The final part was I was asking for others that have Bluetooth running on their systems to comment if there maybe a systemctl bluetooth.service that already accomplishes some of.

aedwa2
New Contributor III
235 Views

OK , good. Hope to hear from someone.

Matthias_H_Intel
Employee
235 Views

As pointed out: the bootup process is controlled by systemd rather than the older sysV init. I strongly recommend to use a systemd service file which has its dependency set on bluetooth.service as indicated earlier. Moreover: using connman (systemctl enable connman && systemctl start connman) and switching bluetooth on there (connmanctl enable bluetooth) should make Bluetooth persistent so you shouldn't have to call rfkill at all.

aedwa2
New Contributor III
235 Views

Connmanctl is not on the system. Are you sure that the rest of the stuff you are talking about it on Edison? Specifically that bluetooth.service will work without the service command being on the system.
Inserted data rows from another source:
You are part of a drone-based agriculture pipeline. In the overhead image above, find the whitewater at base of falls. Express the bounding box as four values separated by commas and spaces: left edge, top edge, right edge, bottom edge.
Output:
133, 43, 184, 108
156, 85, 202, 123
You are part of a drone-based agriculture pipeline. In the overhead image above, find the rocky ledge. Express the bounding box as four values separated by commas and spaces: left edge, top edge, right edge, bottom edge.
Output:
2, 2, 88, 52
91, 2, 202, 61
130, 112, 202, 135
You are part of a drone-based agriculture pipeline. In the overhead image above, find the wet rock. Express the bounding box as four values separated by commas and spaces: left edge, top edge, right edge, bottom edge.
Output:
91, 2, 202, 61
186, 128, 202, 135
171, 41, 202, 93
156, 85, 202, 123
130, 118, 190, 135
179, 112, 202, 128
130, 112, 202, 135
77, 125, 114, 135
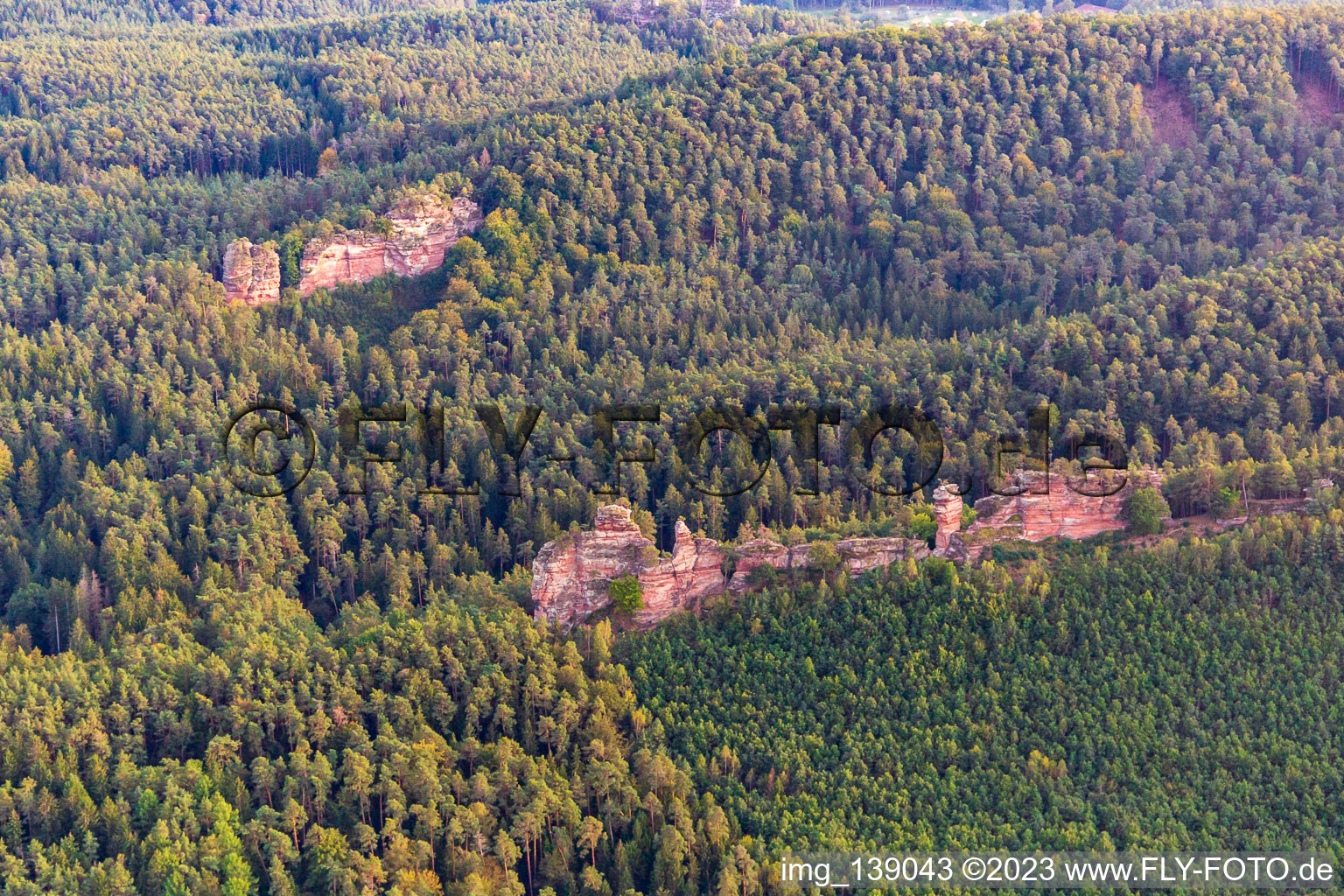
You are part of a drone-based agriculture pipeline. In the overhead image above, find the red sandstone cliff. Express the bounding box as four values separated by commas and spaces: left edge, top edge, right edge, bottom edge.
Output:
298, 195, 482, 296
934, 470, 1163, 560
223, 239, 279, 304
532, 504, 928, 625
532, 504, 723, 625
729, 530, 928, 592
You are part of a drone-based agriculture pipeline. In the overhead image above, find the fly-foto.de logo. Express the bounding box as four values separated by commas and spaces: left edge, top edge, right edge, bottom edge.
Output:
221, 400, 1128, 497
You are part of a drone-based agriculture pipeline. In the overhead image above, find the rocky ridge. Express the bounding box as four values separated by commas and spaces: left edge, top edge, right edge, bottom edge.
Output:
532, 470, 1177, 626
532, 504, 928, 625
933, 470, 1163, 560
221, 239, 279, 304
298, 195, 482, 296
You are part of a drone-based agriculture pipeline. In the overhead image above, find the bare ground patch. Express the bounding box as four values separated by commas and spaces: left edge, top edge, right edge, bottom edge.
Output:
1143, 80, 1195, 149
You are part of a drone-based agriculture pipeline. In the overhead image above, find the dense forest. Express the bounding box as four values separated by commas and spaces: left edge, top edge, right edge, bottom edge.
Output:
0, 0, 1344, 896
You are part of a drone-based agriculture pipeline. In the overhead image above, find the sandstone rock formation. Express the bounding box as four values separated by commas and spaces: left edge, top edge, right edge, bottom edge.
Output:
532, 504, 928, 625
700, 0, 742, 24
532, 504, 724, 625
933, 484, 962, 556
298, 195, 482, 296
223, 239, 279, 304
729, 530, 928, 592
934, 470, 1161, 560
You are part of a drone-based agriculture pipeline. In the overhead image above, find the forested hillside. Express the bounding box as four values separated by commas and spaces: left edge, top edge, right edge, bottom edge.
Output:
0, 2, 1344, 896
620, 512, 1344, 854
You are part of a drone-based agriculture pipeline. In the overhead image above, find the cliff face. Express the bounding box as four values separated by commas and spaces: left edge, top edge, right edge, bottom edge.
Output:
298, 196, 484, 296
934, 470, 1161, 560
532, 504, 723, 625
729, 530, 928, 592
223, 239, 279, 304
532, 504, 928, 625
933, 484, 962, 556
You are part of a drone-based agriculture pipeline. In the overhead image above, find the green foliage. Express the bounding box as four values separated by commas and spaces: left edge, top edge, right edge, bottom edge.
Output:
1125, 487, 1171, 535
606, 575, 644, 612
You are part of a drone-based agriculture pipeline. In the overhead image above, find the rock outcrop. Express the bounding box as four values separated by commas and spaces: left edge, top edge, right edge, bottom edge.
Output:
532, 470, 1177, 626
532, 504, 928, 626
934, 470, 1161, 560
298, 195, 482, 296
532, 504, 724, 625
223, 239, 279, 304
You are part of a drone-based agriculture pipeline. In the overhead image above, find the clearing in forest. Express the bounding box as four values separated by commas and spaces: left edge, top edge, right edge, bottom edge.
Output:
1143, 80, 1195, 149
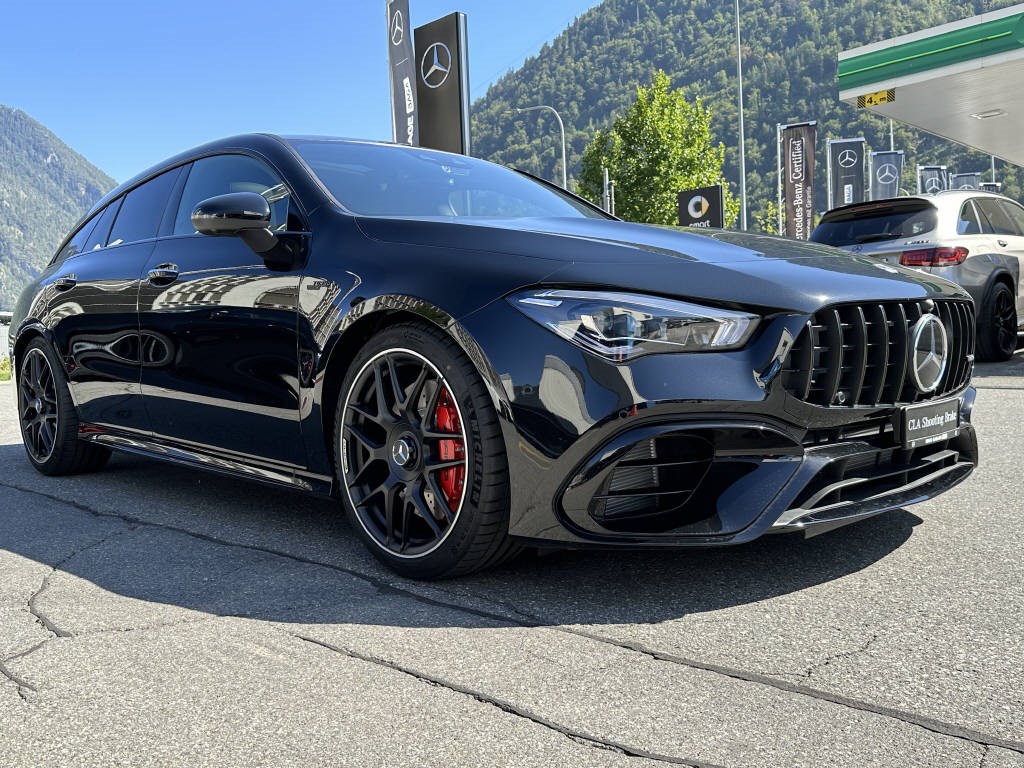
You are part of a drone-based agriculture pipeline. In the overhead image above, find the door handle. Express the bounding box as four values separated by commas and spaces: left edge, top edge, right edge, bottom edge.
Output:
146, 264, 178, 286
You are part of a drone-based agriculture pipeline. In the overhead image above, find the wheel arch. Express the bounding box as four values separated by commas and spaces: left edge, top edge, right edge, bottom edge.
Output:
314, 294, 511, 481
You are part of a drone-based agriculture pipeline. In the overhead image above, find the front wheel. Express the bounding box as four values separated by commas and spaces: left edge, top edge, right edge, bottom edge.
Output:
978, 283, 1017, 361
17, 338, 111, 475
335, 324, 515, 579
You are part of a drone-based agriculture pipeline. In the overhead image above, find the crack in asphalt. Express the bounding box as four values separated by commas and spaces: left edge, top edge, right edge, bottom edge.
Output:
6, 481, 1024, 764
282, 630, 721, 768
28, 525, 135, 638
802, 633, 879, 680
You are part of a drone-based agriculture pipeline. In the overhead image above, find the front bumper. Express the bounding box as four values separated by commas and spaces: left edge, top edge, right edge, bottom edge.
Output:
460, 303, 978, 548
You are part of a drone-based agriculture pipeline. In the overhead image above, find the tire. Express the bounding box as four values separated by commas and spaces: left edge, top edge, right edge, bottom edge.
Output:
978, 283, 1017, 361
334, 324, 518, 579
17, 338, 111, 475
This sure seems like a difficult way to do what should be a simple task: run a script last.

Matthias_H_Intel
Employee
235 Views

if you use the standard Yocto connmanctl is on the system - at least after enabling connman

aedwa2
New Contributor III
104 Views

I have the standard Edison image. Nothing extra installed. I have flashed it several times to get rid of the log memory bug so I am quite sure nothing else is loaded.
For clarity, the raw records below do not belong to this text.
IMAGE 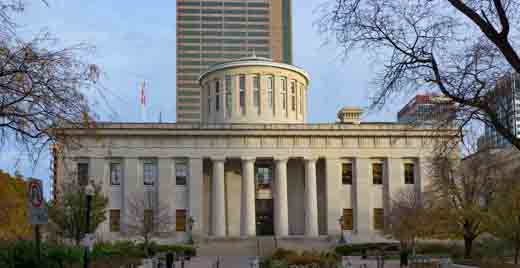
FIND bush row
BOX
[0,241,196,268]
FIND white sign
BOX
[27,179,49,225]
[81,234,96,251]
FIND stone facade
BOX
[50,58,452,242]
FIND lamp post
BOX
[338,216,345,244]
[83,182,95,268]
[188,216,195,245]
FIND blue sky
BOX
[0,0,407,197]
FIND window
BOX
[282,77,287,111]
[77,162,88,186]
[291,81,296,111]
[206,85,211,116]
[110,209,121,232]
[144,209,153,232]
[143,160,157,185]
[225,75,233,116]
[341,163,353,184]
[372,163,383,184]
[110,162,123,185]
[300,84,305,114]
[374,208,385,230]
[256,166,273,189]
[215,81,220,111]
[253,75,260,110]
[175,160,188,185]
[343,208,354,230]
[175,209,186,232]
[238,74,246,111]
[267,76,274,109]
[404,163,415,184]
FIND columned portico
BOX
[240,157,256,236]
[211,158,226,237]
[305,158,318,237]
[274,158,289,236]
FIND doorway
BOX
[256,199,274,236]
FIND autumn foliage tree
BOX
[48,182,108,245]
[318,0,520,149]
[0,170,32,240]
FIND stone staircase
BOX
[197,236,334,257]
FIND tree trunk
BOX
[515,242,520,265]
[464,237,473,259]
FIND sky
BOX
[0,0,411,197]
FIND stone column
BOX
[188,158,204,238]
[305,158,318,237]
[274,158,289,236]
[325,158,344,235]
[211,158,226,237]
[240,158,256,236]
[353,158,373,235]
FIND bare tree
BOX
[125,192,175,256]
[318,0,520,149]
[486,157,520,264]
[0,0,100,158]
[385,189,431,253]
[425,151,500,257]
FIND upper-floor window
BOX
[225,75,233,116]
[238,74,246,111]
[374,208,385,230]
[110,162,123,185]
[291,80,296,111]
[175,160,188,185]
[300,84,305,114]
[372,163,383,184]
[404,163,415,184]
[143,160,157,185]
[267,76,274,109]
[215,80,220,111]
[341,163,353,184]
[253,75,260,110]
[342,208,354,230]
[256,166,273,189]
[206,85,211,116]
[77,161,89,186]
[282,77,287,111]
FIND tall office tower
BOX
[397,95,456,124]
[177,0,292,122]
[478,73,520,148]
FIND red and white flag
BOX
[140,81,146,122]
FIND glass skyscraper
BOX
[176,0,292,122]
In trying to find how to enable connman by reading the man page, it referred to another command that is loaded. I notice that this command "systemctl is-enabled bluetooth" will return "enabled" when bluetooth is running. So I tried to use that to modify my script and it sort of works.

# !/bin/sh

while(systemctl is-enabled bluetooth != 'enabled')

do

sleep 1

done

/usr/sbin/rfkill unblock bluetooth

/usr/bin/hciconfig hci0 up

/usr/bin/hciconfig hci0 piscan

/home/root/simpleAgent/simple-agent &

sleep 2

/usr/bin/hciconfig hci0 sspmode 0

/home/root/nmea3 > /home/root/file

I say sort of because I am a little miffed as to why the sleep 2 was necessary and it is troubling that perhaps it won't work some time. With just sleep 1 there the sspmode 0 command did not work. It did not error the script, but sspmode was enabled when I exited.
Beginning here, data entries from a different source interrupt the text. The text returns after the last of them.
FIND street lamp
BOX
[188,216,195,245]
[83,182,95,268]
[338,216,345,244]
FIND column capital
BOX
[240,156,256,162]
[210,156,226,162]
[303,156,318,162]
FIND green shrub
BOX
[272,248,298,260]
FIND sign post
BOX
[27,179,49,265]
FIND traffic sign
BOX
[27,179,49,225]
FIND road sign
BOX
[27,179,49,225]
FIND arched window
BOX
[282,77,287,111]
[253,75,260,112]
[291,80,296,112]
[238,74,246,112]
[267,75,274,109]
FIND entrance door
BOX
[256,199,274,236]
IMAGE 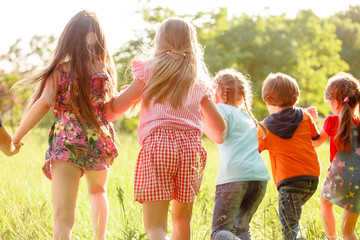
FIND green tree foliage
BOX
[199,9,348,118]
[330,5,360,78]
[0,4,360,127]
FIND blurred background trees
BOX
[0,5,360,131]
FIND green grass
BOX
[0,128,359,240]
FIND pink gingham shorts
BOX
[134,129,206,203]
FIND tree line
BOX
[0,5,360,128]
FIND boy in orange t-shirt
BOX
[258,73,320,239]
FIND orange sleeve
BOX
[257,124,266,152]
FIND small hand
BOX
[306,106,318,120]
[6,142,24,157]
[120,84,130,92]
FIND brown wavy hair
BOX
[262,73,300,107]
[325,72,360,153]
[15,10,117,134]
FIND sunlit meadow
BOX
[0,128,359,240]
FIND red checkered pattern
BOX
[134,129,206,203]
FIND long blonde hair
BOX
[325,72,360,153]
[14,10,116,133]
[215,68,267,138]
[142,17,210,108]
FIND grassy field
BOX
[0,128,360,240]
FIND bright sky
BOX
[0,0,360,55]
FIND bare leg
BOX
[85,169,109,240]
[171,200,194,240]
[142,201,169,240]
[320,196,337,240]
[341,210,359,240]
[52,161,81,240]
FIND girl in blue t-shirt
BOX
[204,69,270,240]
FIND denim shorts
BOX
[278,179,319,240]
[211,181,267,240]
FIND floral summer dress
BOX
[42,71,118,179]
[321,128,360,213]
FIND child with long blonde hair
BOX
[313,72,360,240]
[204,69,270,240]
[13,11,118,240]
[258,73,320,240]
[112,18,225,240]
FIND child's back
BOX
[258,107,320,187]
[43,64,117,179]
[258,73,320,239]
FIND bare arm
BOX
[201,97,228,144]
[312,129,329,147]
[0,126,21,156]
[105,78,145,122]
[13,79,56,143]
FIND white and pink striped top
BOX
[132,60,211,146]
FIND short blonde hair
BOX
[262,73,300,107]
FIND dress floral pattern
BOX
[321,129,360,213]
[42,71,118,179]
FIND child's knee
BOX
[88,185,106,195]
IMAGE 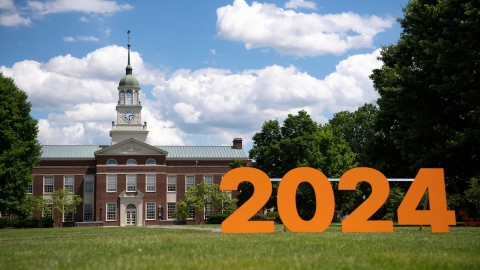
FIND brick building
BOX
[28,41,250,226]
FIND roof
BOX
[41,145,108,158]
[157,146,247,159]
[41,145,248,159]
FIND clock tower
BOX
[110,31,148,145]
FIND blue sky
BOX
[0,0,407,151]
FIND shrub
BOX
[207,214,230,224]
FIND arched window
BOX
[107,158,117,165]
[133,91,138,105]
[119,90,125,104]
[125,90,132,105]
[147,158,157,165]
[127,158,137,165]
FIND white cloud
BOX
[0,0,32,27]
[27,0,133,16]
[285,0,317,9]
[217,0,394,56]
[0,46,381,148]
[77,36,98,41]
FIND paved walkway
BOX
[148,225,222,232]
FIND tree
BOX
[371,0,480,194]
[0,73,41,217]
[176,180,237,224]
[46,188,82,227]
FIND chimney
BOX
[233,138,242,149]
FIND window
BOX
[83,175,93,193]
[147,174,155,192]
[43,176,53,193]
[43,204,53,218]
[185,175,195,190]
[145,203,155,220]
[167,175,177,191]
[203,175,213,185]
[107,203,117,221]
[63,213,73,222]
[188,206,195,219]
[107,158,117,165]
[125,90,132,105]
[27,182,33,194]
[133,91,138,105]
[205,204,212,219]
[127,158,137,165]
[167,203,176,219]
[83,204,93,221]
[147,158,157,165]
[119,90,125,104]
[63,175,73,193]
[127,175,137,191]
[107,175,117,192]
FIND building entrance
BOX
[127,204,137,226]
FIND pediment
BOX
[95,139,168,156]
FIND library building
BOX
[27,44,251,226]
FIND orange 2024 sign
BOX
[220,167,456,233]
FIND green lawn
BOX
[0,226,480,269]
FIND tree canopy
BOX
[0,73,41,216]
[371,0,480,192]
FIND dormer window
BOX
[118,90,125,104]
[125,90,132,105]
[127,158,137,165]
[147,158,157,165]
[107,158,117,165]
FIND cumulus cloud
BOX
[0,0,32,27]
[217,0,394,56]
[27,0,132,16]
[285,0,317,9]
[0,46,381,148]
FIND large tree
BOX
[371,0,480,193]
[0,73,41,216]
The other troubling thing is that the boot process "Failed to start Hostname Service" The only problem I am seeing with that is slow logins over WiFi but that could be something else.

And forgive me if my questions are dumb. I ran a Linux web server at home for many years but that was on Red Hat 4 and the MythTV Linux server I built was on Ubuntu 8.04 so what little I used to know is just a distant memory and is coming back slowly.